E se ele for perfeito?

Por Fabricio Duque

Bridget Jones: Louca pelo Garoto

Em 2001 foi lançado o primeiro capítulo da saga Bridget Jones,  dirigido pelo olhar feminino de Sharon Maguire, sobre uma solteirona de trinta e poucos anos que começa a escrever um diário e relatar suas “desventuras” pelo jeito britânico  muito particular de ser: o de normalizar as idiossincrasias comportamentais e as transformar em características cúmplices e definidoras da personalidade de quem as vive, incorporando também todo um humor peculiar dos ingleses: mais direto, articulado, espirituoso, intolerante, debochado, desconfortável e politicamente incorreto (este por ser dito sem “papas na língua” verdades cruéis – e especialmente por tratar crianças como adultos, sem suavizar expressões mais “sapecas” e drinks “moleca safada”). É como se cada um deles existisse na solidão escolhida por monólogos verbalizados em fluxo de pensamento, e que o outro apenas participa como um material cognitivo para estimular o falar e completando o vazio do silêncio. 

E vinte e quatro anos depois, um novo capítulo, dirigido pelo olhar masculino de Michael Morris, chega aos cinemas para o deleite de um público nostálgico e que entende toda essa melancolia enraizada dos “súditos da rainha”. “Bridget Jones: Louca Pelo Garoto”, o quarto filme da série, baseado no livro homônimo de Helen Fielding (e que também assina o roteiro junto de Dan Mazer junto e Abi Morgan), corrobora toda essa pilhéria ácida, espontânea, perspicaz e adulta, e funciona como uma análise de nossos tempos modernos (inclusive pela contemplação das “notas suaves e graves da vida”), ainda que o filme busque conservar uma atmosfera mais atemporal, a fim de trabalhar a questão das emoções universais, sendo a mais importante delas o eterno embate entre a solidão, dissecada como patológica, e encontrar o amor perfeito (no “objeto de desejo” do homem mais jovem, vivido pelo ator Leo Woodall, versus o “conforto” do professor de seu filho, vivido pelo ator Chiwetel Ejiofor. O longa-metragem aqui vai pelo caminho de lista prós e contras. Entre a opção imatura de se ter beleza jovem (muito mais para provar aos outros que a pessoa em questão é “vencedora”) e a opção mais confortável, a da estabilidade de aceitar uma pessoa normal. 
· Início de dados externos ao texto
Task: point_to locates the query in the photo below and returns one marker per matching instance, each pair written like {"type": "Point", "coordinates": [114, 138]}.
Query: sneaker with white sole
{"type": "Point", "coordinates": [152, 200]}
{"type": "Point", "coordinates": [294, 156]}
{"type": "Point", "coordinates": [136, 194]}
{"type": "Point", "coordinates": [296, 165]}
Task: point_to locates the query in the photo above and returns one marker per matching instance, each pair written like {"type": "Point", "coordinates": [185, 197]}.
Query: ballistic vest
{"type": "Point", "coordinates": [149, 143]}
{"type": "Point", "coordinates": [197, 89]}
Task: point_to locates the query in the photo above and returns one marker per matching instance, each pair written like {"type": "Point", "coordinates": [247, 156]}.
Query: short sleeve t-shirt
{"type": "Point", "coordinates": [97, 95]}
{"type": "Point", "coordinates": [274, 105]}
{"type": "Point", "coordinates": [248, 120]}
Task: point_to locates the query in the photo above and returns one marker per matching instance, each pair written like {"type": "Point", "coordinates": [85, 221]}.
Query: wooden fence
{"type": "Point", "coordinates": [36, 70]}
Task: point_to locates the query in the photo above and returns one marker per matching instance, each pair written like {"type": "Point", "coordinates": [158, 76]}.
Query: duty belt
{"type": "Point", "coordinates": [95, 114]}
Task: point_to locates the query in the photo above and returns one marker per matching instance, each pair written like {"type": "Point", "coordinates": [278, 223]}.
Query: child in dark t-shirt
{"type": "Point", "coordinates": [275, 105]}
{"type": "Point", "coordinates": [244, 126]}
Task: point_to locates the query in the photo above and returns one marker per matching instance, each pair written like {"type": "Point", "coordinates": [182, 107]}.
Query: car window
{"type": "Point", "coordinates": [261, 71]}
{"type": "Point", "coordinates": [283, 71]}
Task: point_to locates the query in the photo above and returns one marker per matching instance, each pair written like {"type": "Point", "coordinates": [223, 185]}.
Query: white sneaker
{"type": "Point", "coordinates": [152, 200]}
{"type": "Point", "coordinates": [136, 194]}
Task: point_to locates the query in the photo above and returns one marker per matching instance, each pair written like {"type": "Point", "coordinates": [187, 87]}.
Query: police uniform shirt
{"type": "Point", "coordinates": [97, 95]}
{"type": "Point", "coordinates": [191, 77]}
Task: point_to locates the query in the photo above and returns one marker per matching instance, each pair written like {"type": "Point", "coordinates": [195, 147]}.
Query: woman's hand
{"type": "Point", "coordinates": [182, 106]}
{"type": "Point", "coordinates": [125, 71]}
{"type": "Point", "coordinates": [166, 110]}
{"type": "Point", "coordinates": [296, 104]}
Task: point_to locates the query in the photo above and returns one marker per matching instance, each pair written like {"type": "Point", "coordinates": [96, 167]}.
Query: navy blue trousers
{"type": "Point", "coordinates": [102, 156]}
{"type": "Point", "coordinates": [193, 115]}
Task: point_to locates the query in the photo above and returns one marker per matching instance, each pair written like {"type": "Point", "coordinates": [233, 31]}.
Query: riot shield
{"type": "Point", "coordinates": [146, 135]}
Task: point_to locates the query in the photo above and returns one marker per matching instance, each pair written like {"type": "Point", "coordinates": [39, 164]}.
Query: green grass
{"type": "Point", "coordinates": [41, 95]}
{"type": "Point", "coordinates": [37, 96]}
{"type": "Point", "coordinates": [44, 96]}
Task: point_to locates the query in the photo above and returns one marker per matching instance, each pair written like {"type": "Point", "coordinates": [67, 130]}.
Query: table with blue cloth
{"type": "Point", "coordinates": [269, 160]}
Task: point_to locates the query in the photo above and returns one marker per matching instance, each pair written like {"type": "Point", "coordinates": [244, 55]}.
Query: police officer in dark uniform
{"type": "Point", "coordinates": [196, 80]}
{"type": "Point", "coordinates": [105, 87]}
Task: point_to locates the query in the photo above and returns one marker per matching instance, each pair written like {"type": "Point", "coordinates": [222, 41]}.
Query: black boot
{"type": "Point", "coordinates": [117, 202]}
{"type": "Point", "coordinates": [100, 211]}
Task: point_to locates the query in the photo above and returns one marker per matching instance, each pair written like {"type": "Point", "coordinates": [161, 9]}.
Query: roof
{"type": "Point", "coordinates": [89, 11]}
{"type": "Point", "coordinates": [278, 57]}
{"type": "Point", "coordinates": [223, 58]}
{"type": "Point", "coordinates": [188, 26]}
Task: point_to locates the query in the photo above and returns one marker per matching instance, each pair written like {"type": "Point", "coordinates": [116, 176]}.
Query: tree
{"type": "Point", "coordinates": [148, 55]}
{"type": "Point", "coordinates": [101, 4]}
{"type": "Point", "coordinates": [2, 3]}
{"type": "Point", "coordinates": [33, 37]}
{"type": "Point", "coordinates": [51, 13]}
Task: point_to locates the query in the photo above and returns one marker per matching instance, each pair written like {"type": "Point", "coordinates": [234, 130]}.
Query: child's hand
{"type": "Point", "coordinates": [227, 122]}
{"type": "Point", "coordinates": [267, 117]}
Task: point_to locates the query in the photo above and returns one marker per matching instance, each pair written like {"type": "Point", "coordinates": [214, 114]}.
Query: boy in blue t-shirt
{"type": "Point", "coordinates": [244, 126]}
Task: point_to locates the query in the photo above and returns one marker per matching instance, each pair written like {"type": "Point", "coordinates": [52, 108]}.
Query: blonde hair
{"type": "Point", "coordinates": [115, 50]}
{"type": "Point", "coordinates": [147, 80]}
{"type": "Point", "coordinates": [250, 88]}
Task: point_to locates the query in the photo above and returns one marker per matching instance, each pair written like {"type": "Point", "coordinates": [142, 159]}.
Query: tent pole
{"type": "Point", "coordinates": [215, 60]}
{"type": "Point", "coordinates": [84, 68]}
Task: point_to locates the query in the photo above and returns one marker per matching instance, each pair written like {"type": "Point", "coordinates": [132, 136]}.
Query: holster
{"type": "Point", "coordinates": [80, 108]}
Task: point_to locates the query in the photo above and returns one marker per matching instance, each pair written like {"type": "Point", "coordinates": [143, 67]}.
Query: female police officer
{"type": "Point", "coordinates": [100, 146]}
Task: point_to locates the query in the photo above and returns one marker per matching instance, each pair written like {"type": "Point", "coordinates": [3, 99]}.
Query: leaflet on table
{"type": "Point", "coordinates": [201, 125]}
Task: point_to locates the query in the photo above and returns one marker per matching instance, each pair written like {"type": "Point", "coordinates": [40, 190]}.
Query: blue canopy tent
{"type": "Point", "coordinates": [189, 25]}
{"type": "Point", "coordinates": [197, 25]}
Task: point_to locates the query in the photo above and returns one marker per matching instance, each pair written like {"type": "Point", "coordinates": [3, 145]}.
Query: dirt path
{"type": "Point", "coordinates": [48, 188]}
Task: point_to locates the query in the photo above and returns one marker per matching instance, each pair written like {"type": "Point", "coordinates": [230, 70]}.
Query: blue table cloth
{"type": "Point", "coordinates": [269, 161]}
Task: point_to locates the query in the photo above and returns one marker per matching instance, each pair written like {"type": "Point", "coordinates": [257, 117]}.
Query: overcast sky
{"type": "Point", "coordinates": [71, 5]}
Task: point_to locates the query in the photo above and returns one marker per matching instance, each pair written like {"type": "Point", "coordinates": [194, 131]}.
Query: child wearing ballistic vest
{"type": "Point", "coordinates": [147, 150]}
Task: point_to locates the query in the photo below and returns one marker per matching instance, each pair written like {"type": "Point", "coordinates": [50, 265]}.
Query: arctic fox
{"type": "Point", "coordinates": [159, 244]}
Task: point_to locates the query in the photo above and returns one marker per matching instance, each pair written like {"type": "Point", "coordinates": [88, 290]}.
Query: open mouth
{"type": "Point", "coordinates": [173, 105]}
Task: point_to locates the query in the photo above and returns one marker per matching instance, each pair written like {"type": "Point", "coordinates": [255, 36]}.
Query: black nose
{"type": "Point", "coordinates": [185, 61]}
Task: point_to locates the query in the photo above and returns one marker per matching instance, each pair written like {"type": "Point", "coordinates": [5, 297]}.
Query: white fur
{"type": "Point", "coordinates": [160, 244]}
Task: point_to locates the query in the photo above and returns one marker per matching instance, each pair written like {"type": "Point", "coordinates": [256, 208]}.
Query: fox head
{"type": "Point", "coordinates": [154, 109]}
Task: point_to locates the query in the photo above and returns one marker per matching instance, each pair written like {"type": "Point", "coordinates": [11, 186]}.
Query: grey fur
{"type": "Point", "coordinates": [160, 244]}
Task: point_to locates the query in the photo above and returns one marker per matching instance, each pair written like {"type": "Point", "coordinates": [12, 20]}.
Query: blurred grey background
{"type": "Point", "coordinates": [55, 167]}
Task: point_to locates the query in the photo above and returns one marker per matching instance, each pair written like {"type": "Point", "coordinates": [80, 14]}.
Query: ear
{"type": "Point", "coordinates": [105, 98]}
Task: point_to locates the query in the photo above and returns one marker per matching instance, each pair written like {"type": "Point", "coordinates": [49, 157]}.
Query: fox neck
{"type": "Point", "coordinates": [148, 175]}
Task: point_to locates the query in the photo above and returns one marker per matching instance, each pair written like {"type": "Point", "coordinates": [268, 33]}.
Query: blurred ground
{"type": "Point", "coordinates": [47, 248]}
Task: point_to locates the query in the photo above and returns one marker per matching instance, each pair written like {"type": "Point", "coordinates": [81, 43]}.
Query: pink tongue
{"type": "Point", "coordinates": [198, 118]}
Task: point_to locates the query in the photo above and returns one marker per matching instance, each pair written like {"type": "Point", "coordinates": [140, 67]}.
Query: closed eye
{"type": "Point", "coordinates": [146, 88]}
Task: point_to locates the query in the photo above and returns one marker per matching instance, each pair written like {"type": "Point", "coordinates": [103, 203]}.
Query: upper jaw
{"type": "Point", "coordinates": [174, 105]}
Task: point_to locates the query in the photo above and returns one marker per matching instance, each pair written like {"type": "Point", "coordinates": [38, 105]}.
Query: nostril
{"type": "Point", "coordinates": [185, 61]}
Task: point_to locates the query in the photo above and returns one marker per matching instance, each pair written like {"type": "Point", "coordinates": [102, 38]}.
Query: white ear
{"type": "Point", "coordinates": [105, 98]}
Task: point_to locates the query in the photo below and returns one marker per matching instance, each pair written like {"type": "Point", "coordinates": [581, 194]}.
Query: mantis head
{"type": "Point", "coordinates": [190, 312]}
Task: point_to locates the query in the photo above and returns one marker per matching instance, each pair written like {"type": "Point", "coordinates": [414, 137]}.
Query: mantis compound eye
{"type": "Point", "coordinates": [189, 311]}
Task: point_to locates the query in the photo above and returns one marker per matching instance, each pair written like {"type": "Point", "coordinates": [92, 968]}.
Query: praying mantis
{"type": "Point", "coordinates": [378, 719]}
Neste “Bridget Jones: Louca Pelo Garoto”, a narrativa conduz seus espectadores pela edição ágil da rotina de manias subjetivas dessa personagem principal, que está solteira de novo e que sofre o luto da perda do marido com dois filhos. Mas ainda assim se sente obsediada pelo sentimento eremítico e pela inadequação  (de uma timidez incompatível) ao existir em grupo, gerando assim “papos errados” e “sem tato”. Ao se permitir vivenciar um “novo capítulo”, em que narra para o público todos os pensamentos privados que estão no novo diário, e assim livres e sem medo de serem “cancelados”. Este é um filme de situações, chamado de awkward, que pode ser traduzido por uma coloquial e sensorial estranheza surreal presente no cotidiano automatizado, que por sua vez só aparece quando a observamos com um olhar mais metafísico, o de suspender o tempo para aumentar suas reações intrínsecas ao ser humano enquanto indivíduo social (e julgados pelo coletivo). Mas “Bridget Jones: Louca Pelo Garoto” em muitos momentos cai na própria armadilha que cria: o de criticar esse novo mundo coach e o paradoxo de tornar uma obra de auto-ajuda para mulheres “inteiraças numa certa idade”. Talvez seja nisso que o filme ganhe identificação e naturalidade. Quando se apresenta sendo fiel à própria forma de se comportar. “Você vai sobreviver?”, pergunta-se. 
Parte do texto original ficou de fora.